The friends I’ve made through this organization are the ones I hold the utmost respect for. I’ve worked with some of the smartest, most determined and creative people I have ever met.
I’ve worked with two completely different sets of staff. Both in which I hold the highest degree.
My first year, I was just getting my feet wet, and I really didn’t know what I was doing. Not only did I not know a lot of people, but I also didn’t know the potential I had within myself. My advisers and other staff members pushed me to do more than only photography and get into the world of writing, which I was very afraid of. They helped me become more comfortable on the team and prepared me for the road ahead.
This year, the majority of the staff had graduated or left, and me along with a few others were left to continue what they had been building. I quit marching band to put all my energy into my new positions, and put all my creative force into helping make something I knew I could be proud of.

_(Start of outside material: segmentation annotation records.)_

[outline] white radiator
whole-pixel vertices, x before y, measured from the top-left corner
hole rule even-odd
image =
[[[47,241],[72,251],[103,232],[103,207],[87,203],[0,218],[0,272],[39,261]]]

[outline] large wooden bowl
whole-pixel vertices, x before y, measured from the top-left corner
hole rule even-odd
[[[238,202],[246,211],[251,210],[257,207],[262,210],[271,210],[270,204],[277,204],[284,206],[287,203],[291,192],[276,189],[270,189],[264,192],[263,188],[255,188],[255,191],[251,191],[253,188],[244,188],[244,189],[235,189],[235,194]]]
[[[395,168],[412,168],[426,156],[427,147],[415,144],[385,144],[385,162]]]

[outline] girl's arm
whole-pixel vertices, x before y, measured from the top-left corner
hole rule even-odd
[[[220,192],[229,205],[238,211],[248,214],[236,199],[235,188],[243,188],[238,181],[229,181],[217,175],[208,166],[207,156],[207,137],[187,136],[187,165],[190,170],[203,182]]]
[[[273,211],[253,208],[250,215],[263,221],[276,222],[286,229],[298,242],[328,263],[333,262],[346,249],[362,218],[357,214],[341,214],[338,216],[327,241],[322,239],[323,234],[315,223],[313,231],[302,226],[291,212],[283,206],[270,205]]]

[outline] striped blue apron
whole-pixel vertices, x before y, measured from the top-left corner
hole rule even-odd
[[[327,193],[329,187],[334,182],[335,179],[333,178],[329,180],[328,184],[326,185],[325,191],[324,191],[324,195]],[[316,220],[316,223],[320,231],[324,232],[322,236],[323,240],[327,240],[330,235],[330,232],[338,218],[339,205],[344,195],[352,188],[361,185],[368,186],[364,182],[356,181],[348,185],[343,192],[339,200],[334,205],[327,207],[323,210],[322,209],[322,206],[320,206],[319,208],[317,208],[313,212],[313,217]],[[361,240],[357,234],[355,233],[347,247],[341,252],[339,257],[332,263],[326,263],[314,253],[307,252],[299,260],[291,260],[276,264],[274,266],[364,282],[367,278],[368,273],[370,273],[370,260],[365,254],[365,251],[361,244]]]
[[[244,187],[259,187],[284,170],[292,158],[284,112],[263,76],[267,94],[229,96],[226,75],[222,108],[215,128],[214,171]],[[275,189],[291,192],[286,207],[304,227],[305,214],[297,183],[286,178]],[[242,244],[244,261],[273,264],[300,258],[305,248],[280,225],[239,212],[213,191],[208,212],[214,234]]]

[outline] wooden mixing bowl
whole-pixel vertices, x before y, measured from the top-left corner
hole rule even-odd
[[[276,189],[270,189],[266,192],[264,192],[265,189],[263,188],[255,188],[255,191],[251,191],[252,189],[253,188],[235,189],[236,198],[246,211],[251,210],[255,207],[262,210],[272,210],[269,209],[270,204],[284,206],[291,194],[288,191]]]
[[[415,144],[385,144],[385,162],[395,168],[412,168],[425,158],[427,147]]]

I was graciously allowed to put my spin on the newspaper’s design, and the process was so rewarding. I finally realized visual journalism was what I wanted to do with the rest of my life. I started writing more, and learned how to be a better journalist and designer. And now as the pages of this chapter of my collegiate career come to a close, I can only describe how I feel in one word: Gracious.
I’m so gracious to the advisers who constantly pushed me to be the best I can be. They saw the potential in me and helped get to where I am now. They take pride in making sure their students are ready for the real world by the time they walk out the door. They are my mentors and I cannot be more thankful for how they have helped me in my life and start my career.
I’m thankful for the ones who were there from the very beginning. They were the ones who served as an example of how one should professionally carry themselves, while being able to relax and have fun when they can. They showed me the ins and outs of the journalistic world and how fun it can be. Their legacy shouldn’t go unnoticed, and I hope they’re proud of the work we’ve done.
I’m thankful for the new ones who joined after the beginning of the fall 2021 semester. Those are the people who make coming into the newsroom/studio every day such an amazing experience, and the same ones I’ve shared many incredible memories with. They work so hard and have inspiringly propelled this organization to another level. Those people are the ones who make it so hard to leave.
I hope to keep in touch with everyone after I’m gone along with the ones who’ve already left. I hope one day I can see their names on local/national television, or read their names in articles from big publications. Most importantly, I just want to see them succeed in whatever endeavor they’re pursuing.
As for myself, I only feel comfort knowing what I want to do with my life. I hope to succeed in my field enough to where I can live comfortably and put food on the table, but I also want to enjoy working as much as I have enjoyed it here. This has been an experience unlike any other, and if I can achieve even an inkling of the joy I’ve felt being a part of this organization, then I know I’ll be in a good place.